Geospatial Sentiment Analysis



In this project, I was interested in exploring the relationship between social media data (X/Twitter) and its geospatial related data.

1. What are the types of activities happens around the metro stations? Are there any differences of these, around the major cities in Asia: Singapore, Hongkong, Bangkok, Kuala Lumpur, Osaka?

Technology Stack: Jupyter Notebook for Python analysis with NLTK + ConceptNet to convert keywords to type of activities. Visualisation with Matplotlib. Found the answer in the publication :

Cristie, V., Poorthuis, A., & Joyce, S.C. (2017). Connecting the dots – deriving insights into social behaviour around metro transport nodes through social media data in Singapore and beyond, International Conference on Computers in Urban Planning and Urban Management, University of Southern Australia, Adelaide, Australia. .


2. How does emotions (derived from Twitter's emoji) fare within the type and size of buildings?

This study is done within the context of Singapore, with the availability of the type and size of buildings data. Geopandas and Shapely (on top of Matplotlib) packages were used to process and visualise the data.

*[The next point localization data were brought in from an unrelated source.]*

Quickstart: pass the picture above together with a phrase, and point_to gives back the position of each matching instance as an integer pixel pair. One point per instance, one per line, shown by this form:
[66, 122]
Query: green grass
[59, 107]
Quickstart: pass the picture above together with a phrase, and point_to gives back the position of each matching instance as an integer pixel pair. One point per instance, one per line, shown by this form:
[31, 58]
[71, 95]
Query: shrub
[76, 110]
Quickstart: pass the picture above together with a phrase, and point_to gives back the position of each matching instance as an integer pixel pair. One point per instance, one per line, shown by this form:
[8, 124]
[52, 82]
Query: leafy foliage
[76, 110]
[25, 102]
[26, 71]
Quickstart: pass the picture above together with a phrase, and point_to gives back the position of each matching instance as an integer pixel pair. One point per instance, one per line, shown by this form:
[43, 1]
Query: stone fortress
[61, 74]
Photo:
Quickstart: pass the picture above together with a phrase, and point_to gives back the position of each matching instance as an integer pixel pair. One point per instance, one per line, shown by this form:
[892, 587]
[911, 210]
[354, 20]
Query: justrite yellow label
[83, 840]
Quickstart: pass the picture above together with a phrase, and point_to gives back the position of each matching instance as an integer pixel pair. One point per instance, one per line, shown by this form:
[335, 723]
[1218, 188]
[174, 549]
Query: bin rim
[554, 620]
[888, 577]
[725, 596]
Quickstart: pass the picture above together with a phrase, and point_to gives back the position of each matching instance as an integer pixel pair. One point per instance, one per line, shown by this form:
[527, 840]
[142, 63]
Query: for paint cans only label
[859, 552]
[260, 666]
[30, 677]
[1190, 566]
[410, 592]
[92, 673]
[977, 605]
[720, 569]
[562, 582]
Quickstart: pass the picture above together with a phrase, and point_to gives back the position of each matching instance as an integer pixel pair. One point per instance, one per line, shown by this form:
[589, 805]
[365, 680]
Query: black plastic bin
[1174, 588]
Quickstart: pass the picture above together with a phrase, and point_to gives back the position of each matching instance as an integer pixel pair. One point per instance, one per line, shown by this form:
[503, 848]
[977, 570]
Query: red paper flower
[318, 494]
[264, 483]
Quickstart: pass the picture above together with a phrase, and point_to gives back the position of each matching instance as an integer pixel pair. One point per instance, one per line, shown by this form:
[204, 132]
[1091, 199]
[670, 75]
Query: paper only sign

Matching tweet's geolocation data to buildings' perimeter, I calculated the 'emotion score' (based on Novak et al., 2015) of each building. After, I used the Self-Organising-Map to arrange the buildings based on the emotion, size, and type feature. Results showed that certain building types do have similarities in term of the emotions contained, and we could rank the emotions based on the type of buildings.

In the further analysis, features such as the building's amenities in the radius and its entropy were also included.